En nuestras sociedades complejas delegamos muchas funciones a otras personas en las que confiamos. Cuando entramos en un avión ponemos nuestras vidas en manos de un colectivo de profesionales, tripulación, técnicos de mantenimiento, controladores aéreos, etcétera, y confiamos en que estén haciendo bien su trabajo.

Para entender el mundo en el que vivimos, desde los orígenes del universo hasta los detalles del funcionamiento de un teléfono móvil, desde el clima hasta lo que le pasa a nuestro cuerpo, necesitamos informaciones que no podemos obtener nosotros solos. Ésta es la función que encomendamos a los científicos y confiamos en que lleven a cabo su trabajo correctamente. La realidad es que en la mayoría de los países del mundo, científicos y médicos aparecen en el primer lugar de las profesiones que generan confianza a los ciudadanos.

La pregunta es por qué razones otorgamos la confianza a alguien en cuestiones sobre las que pueden depender decisiones vitales para nosotros. El asunto ha sido analizado desde hace tiempo y a nivel europeo ha sido debatido ampliamente, por ejemplo, en las asociaciones de academias o en las agencias de evaluación de medicamentos o alimentos. Una de estas razones es porque sabemos que en quien confiamos posee una experiencia y un conocimiento que le permite hacer afirmaciones válidas sobre las cuestiones que nos interesan. El uso del método científico nos debería permitir responder al primero de estos requerimientos en la mayoría de los casos, por ejemplo, cuando se verifican las predicciones que efectúa. Por esta razón existe una exigencia por una medicina basada en la evidencia científica y es tan difícil considerar la economía como una ciencia. Y por esta misma razón es tan grave para la credibilidad de la comunidad científica cuando alguno de sus miembros se aparta de lo que consideramos las buenas prácticas en la ciencia.

Una segunda razón es porque consideramos que la persona es honesta y no nos oculta intenciones distintas de la de proporcionar una información de calidad.

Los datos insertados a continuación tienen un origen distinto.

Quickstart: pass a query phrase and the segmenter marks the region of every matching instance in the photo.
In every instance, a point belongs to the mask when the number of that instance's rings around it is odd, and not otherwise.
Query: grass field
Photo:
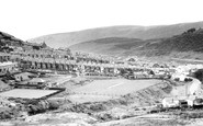
[[[22,98],[22,99],[40,99],[58,90],[33,90],[33,89],[13,89],[7,92],[0,93],[0,96],[5,98]]]
[[[131,92],[135,92],[153,84],[159,83],[161,80],[94,80],[91,83],[72,90],[72,94],[68,99],[72,102],[97,102],[116,99]]]
[[[93,93],[93,94],[112,94],[124,95],[134,91],[145,89],[149,85],[161,82],[161,80],[126,80],[126,79],[113,79],[113,80],[94,80],[90,84],[80,87],[74,92],[79,93]]]

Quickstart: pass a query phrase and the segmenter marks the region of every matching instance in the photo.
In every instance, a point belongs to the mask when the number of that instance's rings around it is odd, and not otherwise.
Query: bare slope
[[[108,37],[95,41],[79,43],[70,46],[74,51],[86,51],[102,55],[120,55],[131,48],[144,45],[146,42],[137,38]]]
[[[81,42],[88,42],[105,37],[128,37],[128,38],[162,38],[180,34],[191,27],[203,27],[203,22],[182,23],[160,26],[109,26],[91,28],[86,31],[59,33],[32,38],[29,42],[45,42],[50,47],[68,47]]]
[[[70,49],[104,55],[203,59],[203,28],[193,32],[190,30],[172,37],[147,41],[125,37],[101,38],[76,44],[70,46]]]

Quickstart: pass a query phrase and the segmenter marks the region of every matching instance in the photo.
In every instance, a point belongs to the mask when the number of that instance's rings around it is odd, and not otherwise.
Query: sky
[[[0,0],[0,31],[23,41],[112,25],[203,21],[203,0]]]

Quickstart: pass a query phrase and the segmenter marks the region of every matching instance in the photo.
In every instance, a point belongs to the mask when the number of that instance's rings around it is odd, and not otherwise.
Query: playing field
[[[124,95],[134,91],[145,89],[149,85],[161,82],[161,80],[94,80],[90,84],[72,90],[75,93],[95,94],[95,95]]]
[[[33,90],[33,89],[13,89],[0,93],[0,96],[5,98],[22,98],[22,99],[40,99],[57,92],[58,90]]]

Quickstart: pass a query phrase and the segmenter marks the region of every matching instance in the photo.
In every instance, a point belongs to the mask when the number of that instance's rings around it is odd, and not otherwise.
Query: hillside
[[[131,50],[133,51],[133,50]],[[136,53],[143,53],[148,56],[171,55],[174,53],[203,53],[203,30],[194,32],[184,32],[169,38],[160,39],[159,42],[149,42],[140,48],[134,49]]]
[[[173,35],[181,34],[191,27],[196,28],[203,27],[203,22],[159,25],[159,26],[124,25],[124,26],[99,27],[78,32],[45,35],[29,39],[29,42],[32,43],[45,42],[48,46],[58,48],[58,47],[68,47],[78,43],[106,37],[126,37],[140,39],[171,37]]]
[[[125,53],[131,48],[139,47],[145,43],[146,42],[137,38],[108,37],[76,44],[70,46],[69,48],[72,51],[78,50],[103,55],[119,55]]]
[[[21,46],[23,43],[8,33],[0,32],[0,51],[9,51],[11,48],[8,46]]]
[[[203,30],[183,32],[168,38],[142,41],[137,38],[109,37],[70,46],[81,50],[120,56],[170,56],[174,58],[203,59]]]

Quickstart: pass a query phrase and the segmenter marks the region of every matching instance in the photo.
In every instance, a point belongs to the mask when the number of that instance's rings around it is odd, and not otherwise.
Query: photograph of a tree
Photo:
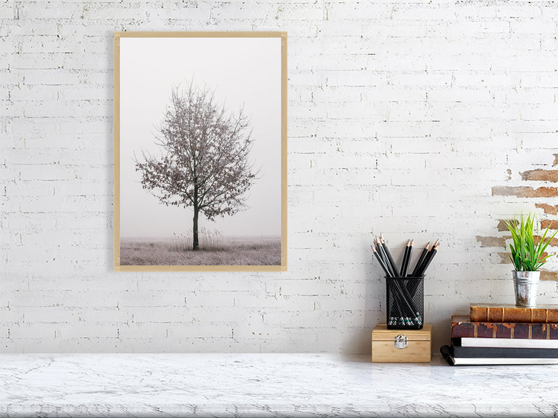
[[[250,120],[242,109],[228,111],[206,86],[190,83],[172,88],[157,131],[160,156],[142,151],[135,169],[142,187],[161,203],[193,209],[192,247],[199,249],[200,212],[213,220],[246,208],[246,192],[257,175],[250,160]]]

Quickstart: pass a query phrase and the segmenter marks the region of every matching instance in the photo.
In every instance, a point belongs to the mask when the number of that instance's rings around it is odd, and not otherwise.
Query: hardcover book
[[[449,346],[442,346],[440,353],[450,366],[558,364],[558,358],[556,357],[455,357]]]
[[[520,308],[513,304],[471,304],[472,322],[558,323],[558,305]]]
[[[558,348],[518,348],[515,347],[460,347],[451,346],[453,357],[474,358],[545,358],[558,359]]]
[[[506,347],[509,348],[558,348],[558,339],[519,338],[452,338],[453,346],[461,347]]]
[[[451,336],[558,340],[558,323],[475,322],[468,315],[454,315]]]

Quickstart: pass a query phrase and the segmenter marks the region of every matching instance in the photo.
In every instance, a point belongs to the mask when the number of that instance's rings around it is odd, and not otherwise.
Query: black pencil
[[[409,262],[411,261],[411,255],[413,253],[413,240],[409,240],[405,247],[405,252],[403,254],[403,262],[401,263],[401,272],[400,276],[401,277],[407,277],[407,270],[409,268]]]
[[[411,277],[417,277],[417,275],[418,274],[418,272],[420,271],[421,265],[422,265],[423,261],[424,261],[424,258],[426,256],[426,254],[428,253],[428,245],[430,245],[430,242],[428,242],[428,244],[426,244],[426,245],[425,245],[424,249],[423,249],[423,252],[421,253],[421,256],[418,257],[418,260],[416,261],[416,264],[414,265],[414,270],[413,270],[413,272],[411,273]]]

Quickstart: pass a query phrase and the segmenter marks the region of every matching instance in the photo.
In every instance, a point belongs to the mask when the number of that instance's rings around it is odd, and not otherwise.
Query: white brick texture
[[[557,186],[520,173],[556,169],[557,28],[533,0],[3,1],[0,351],[370,352],[380,232],[398,261],[409,238],[442,240],[437,351],[452,314],[513,302],[505,249],[477,237],[536,203],[558,217],[555,194],[492,195]],[[288,32],[287,272],[112,271],[123,30]]]

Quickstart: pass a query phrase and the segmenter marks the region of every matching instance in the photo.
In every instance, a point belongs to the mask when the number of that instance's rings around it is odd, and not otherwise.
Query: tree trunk
[[[197,207],[194,208],[194,247],[193,250],[199,249],[199,243],[197,240],[197,213],[198,209]]]
[[[195,173],[195,171],[194,171]],[[197,207],[197,177],[194,177],[194,246],[193,249],[199,249],[199,243],[197,240],[197,214],[199,209]]]

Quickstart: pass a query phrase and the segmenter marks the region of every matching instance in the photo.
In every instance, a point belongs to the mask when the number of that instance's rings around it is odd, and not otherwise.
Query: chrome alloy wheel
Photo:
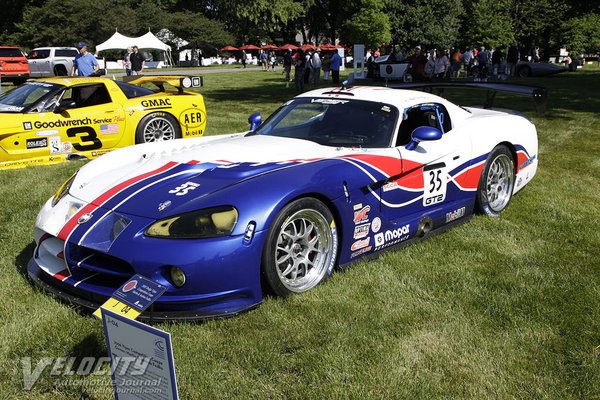
[[[315,287],[327,272],[333,254],[331,228],[316,210],[300,210],[283,222],[275,246],[281,283],[292,292]]]
[[[177,137],[173,123],[163,117],[155,117],[148,121],[146,126],[144,126],[143,135],[144,143],[173,140]]]
[[[485,194],[489,207],[500,212],[508,205],[512,196],[514,181],[513,165],[510,157],[499,154],[492,163],[486,177]]]

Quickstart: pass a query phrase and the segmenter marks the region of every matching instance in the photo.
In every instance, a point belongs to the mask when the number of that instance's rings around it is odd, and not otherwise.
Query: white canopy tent
[[[115,33],[105,42],[96,46],[96,53],[104,50],[126,50],[128,47],[137,46],[140,50],[160,50],[165,54],[165,61],[169,65],[173,65],[171,58],[171,46],[163,43],[154,34],[148,31],[145,35],[139,37],[129,37],[120,34],[115,30]]]

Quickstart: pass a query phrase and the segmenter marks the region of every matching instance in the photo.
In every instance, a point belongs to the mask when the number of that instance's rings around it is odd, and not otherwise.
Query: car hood
[[[137,145],[85,165],[70,194],[103,208],[162,218],[254,176],[355,152],[365,150],[243,134]]]

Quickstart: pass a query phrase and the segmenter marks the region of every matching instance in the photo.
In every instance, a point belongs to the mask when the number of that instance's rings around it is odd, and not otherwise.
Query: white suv
[[[33,49],[27,56],[30,76],[32,78],[67,76],[77,54],[79,51],[75,47],[38,47]]]

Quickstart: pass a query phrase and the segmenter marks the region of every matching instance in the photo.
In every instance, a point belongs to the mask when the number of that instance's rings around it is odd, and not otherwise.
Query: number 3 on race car
[[[444,201],[447,182],[446,164],[439,163],[423,167],[423,205],[431,206]]]

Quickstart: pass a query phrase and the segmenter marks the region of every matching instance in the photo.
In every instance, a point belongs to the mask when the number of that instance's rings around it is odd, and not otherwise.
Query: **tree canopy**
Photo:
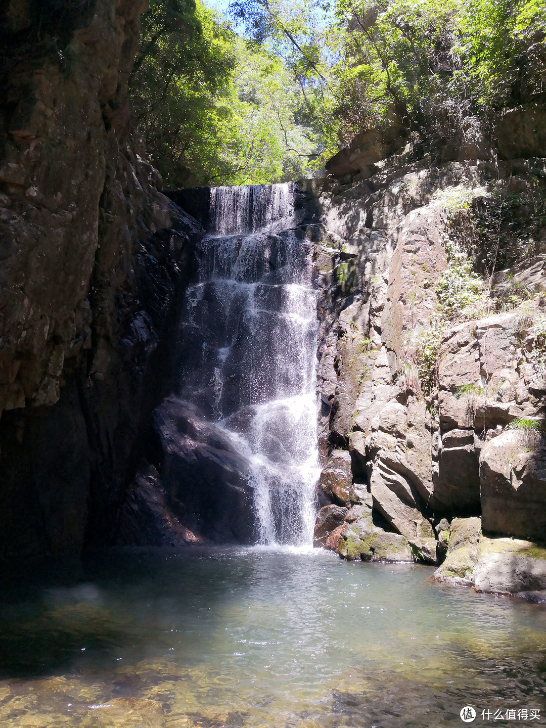
[[[542,0],[152,0],[130,80],[166,184],[309,176],[395,115],[424,140],[546,92]]]

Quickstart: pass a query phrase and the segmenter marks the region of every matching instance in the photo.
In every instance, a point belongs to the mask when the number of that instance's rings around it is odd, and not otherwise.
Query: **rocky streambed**
[[[543,715],[542,607],[432,571],[197,547],[3,574],[0,722],[436,728],[460,725],[468,705],[478,720]]]

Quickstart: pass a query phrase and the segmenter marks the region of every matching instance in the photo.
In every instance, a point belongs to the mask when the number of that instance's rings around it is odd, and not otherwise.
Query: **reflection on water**
[[[427,567],[257,548],[49,571],[2,574],[7,728],[432,728],[467,705],[474,724],[546,720],[546,610]]]

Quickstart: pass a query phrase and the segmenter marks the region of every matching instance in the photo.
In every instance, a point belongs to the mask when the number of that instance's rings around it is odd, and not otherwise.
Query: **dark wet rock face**
[[[199,229],[130,135],[146,3],[65,5],[0,11],[0,555],[111,542]]]
[[[156,409],[154,423],[165,454],[161,479],[173,513],[205,538],[250,543],[256,515],[249,463],[229,435],[174,398]]]

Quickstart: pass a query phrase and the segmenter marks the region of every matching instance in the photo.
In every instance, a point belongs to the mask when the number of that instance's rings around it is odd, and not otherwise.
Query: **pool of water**
[[[432,728],[469,705],[474,724],[545,721],[544,606],[432,571],[258,548],[3,573],[0,725]]]

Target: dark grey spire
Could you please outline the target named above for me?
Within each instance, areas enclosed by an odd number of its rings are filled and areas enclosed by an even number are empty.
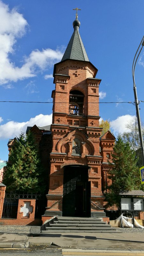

Toda persona tiene unos intereses personales, económicos o ideológicos, y los científicos no son excepción. Alguien puede considerar que quien formula una opinión lo hace para defender unos intereses corporativos o para poner en valor su personalidad o su trabajo y obtener más recursos. Pero también puede ocurrir que existan conflictos de intereses, los más frecuentes de los cuales se dan cuando la investigación científica está financiada por fondos privados. Por ello se suele recurrir a comisiones en las que los diferentes puntos de vista se debaten y en las que sus miembros explicitan posibles intereses. De todas formas, si cuando se emite una opinión ésta parece que va en contra de intereses o creencias de algún colectivo, los científicos no se libran de ataques, muchas veces en el ámbito personal, que son difíciles de neutralizar.

Nuestra sociedad necesita muy a menudo datos o interpretaciones sobre la realidad que deben poseer todas las garantías posibles y por ello deben existir profesionales entrenados en obtener la información relevante, lo que requiere un grado de especialización inasequible a la mayoría. Por ello las condiciones de integridad en el desarrollo de la investigación y de honestidad en la transmisión de la ciencia son imprescindibles. Por ejemplo, esta información debe transmitirse explicitando claramente los grados de incertidumbre o las opiniones divergentes que existan y los intereses presentes en cada caso.

En España ya hace tiempo que insistimos sin éxito en que deberíamos disponer de sistemas consultivos a los que estemos acostumbrados a asesorarnos para cuestiones de base científica no solo en periodos de urgencia. Sería la oportunidad para todos de confirmar que una ciencia de calidad, independiente y honesta merece la confianza de todos.

Pere Puigdomènech es investigador. Miembro del Consejo Rector de All European Academies (ALLEA).